Objectives: To ascertain the experiences and opinions of users of an international sample of antipsychotic drugs regarding positive and negative effects.
Method: An online direct-to-consumer questionnaire was completed by 832 users of antipsychotics, from 30 countries – predominantly USA, UK and Australia. This is the largest such sample to date.

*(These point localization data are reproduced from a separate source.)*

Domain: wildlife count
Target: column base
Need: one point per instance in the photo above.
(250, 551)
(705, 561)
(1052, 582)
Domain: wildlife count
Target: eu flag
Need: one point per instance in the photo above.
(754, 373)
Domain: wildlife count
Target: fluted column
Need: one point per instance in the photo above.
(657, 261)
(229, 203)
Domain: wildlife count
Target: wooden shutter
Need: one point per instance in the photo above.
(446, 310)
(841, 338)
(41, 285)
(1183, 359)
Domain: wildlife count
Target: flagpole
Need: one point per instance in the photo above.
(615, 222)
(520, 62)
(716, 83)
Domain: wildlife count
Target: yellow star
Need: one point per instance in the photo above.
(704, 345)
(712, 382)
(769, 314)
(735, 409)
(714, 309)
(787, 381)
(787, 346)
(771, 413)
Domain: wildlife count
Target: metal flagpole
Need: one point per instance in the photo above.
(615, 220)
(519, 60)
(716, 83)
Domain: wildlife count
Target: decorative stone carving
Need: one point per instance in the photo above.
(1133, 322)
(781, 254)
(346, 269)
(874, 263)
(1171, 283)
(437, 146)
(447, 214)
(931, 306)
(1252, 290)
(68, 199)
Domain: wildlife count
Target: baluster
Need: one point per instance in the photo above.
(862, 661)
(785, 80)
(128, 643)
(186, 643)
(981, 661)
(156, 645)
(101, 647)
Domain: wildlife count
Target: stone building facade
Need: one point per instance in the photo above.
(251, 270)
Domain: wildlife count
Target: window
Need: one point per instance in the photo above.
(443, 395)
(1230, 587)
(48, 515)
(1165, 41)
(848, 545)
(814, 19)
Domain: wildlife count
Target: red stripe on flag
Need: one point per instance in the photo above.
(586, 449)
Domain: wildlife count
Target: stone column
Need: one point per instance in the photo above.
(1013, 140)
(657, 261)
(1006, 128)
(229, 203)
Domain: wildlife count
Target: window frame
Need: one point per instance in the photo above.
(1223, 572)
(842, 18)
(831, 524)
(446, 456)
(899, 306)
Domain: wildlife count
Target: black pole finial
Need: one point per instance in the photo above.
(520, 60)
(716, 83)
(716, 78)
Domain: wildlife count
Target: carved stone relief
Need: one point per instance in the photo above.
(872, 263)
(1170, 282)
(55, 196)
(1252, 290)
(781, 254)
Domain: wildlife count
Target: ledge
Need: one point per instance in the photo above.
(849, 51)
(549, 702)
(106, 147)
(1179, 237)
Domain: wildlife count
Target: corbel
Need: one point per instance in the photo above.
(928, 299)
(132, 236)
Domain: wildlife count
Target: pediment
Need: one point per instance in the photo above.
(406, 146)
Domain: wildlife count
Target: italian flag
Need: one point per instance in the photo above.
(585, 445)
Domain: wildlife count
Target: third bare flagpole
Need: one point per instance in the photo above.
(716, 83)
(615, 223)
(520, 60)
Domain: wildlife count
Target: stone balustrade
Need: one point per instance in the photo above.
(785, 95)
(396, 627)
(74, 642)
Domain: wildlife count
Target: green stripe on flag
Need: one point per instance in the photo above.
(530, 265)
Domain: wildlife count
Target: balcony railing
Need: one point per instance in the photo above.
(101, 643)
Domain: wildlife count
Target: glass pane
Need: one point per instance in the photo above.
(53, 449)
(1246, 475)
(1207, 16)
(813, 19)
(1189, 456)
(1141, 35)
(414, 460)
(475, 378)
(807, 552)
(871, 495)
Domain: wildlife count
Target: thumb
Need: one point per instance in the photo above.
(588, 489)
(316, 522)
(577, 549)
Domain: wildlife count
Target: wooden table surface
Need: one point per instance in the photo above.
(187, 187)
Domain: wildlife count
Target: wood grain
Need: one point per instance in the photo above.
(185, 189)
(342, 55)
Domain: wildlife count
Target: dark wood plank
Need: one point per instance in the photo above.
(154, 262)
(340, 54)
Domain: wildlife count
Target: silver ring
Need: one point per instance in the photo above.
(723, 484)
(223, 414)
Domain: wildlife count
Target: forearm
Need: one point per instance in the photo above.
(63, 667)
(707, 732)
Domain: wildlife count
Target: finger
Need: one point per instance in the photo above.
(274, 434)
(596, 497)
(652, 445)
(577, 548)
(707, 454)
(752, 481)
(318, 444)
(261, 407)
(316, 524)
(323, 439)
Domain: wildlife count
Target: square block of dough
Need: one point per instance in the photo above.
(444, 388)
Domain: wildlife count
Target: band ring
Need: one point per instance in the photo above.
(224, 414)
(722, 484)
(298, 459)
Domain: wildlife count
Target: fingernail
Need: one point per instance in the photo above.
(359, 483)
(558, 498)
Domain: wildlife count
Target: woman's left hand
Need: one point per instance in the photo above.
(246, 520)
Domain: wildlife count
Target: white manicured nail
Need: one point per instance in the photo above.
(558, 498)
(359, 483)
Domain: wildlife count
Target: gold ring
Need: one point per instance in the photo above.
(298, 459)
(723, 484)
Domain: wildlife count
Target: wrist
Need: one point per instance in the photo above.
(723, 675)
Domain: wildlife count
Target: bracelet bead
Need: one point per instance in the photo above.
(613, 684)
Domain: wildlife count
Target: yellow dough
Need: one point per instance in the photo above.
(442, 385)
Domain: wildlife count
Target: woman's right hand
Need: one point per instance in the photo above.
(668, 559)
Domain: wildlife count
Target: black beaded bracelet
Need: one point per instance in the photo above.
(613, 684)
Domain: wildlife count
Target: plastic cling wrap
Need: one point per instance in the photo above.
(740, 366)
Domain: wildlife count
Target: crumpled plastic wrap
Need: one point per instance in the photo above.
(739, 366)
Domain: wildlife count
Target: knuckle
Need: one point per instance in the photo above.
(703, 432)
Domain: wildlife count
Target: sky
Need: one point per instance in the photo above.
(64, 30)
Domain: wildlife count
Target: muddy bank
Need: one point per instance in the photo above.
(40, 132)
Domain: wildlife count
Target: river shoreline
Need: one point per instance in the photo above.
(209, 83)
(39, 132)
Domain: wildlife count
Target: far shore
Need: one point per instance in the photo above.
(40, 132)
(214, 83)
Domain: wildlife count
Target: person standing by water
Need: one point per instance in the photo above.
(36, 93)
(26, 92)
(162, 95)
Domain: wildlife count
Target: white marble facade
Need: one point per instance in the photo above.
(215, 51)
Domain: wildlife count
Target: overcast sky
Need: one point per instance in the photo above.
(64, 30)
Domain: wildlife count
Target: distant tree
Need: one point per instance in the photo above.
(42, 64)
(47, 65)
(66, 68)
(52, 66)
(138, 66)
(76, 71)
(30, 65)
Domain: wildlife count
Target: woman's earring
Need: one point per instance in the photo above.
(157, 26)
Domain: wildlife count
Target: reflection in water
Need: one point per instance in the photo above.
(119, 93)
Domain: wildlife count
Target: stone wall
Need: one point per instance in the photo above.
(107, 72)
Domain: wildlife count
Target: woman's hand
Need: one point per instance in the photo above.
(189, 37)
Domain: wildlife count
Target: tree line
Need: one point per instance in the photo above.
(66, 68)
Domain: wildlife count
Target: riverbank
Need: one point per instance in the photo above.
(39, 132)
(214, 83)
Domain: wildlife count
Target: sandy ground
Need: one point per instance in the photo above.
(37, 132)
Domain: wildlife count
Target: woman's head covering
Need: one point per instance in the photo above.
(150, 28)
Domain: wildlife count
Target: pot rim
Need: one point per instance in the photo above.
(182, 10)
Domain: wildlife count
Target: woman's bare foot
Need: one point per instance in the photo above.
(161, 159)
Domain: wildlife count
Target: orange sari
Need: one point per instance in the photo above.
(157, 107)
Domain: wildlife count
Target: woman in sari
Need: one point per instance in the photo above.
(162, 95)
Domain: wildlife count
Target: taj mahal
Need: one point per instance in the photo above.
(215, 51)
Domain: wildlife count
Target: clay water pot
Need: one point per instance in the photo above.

Results: Over half (56%) thought the drugs reduced the problems they were prescribed for, but 27% thought they made them worse. Slightly less people found the drugs generally ‘Helpful’ (41%) than found them ‘Unhelpful’ (43%). While 35% reported that their ‘quality of life’ was ‘improved’, 54% reported that it was made ‘worse’. The average number of adverse effects reported was 11, with an average of five at the ‘severe’ level. Fourteen effects were reported by 57% or more participants, most commonly: ‘Drowsiness, feeling tired, sedation’ (92%), ‘Loss of motivation’ (86%), ‘Slowed thoughts’ (86%), and ‘Emotional numbing’ (85%). Suicidality was reported to be a side effect by 58%. Older people reported particularly poor outcomes and high levels of adverse effects. Duration of treatment was unrelated to positive outcomes but significantly related to negative outcomes. Most respondents (70%) had tried to stop taking the drugs. The most common reasons people wanted to stop were the side effects (64%) and worries about long-term physical health (52%). Most (70%) did not recall being told anything at all about side effects.
Conclusions Clinical implications are discussed, with a particular focus on the principles of informed consent, and involving patients in decision making about their own lives.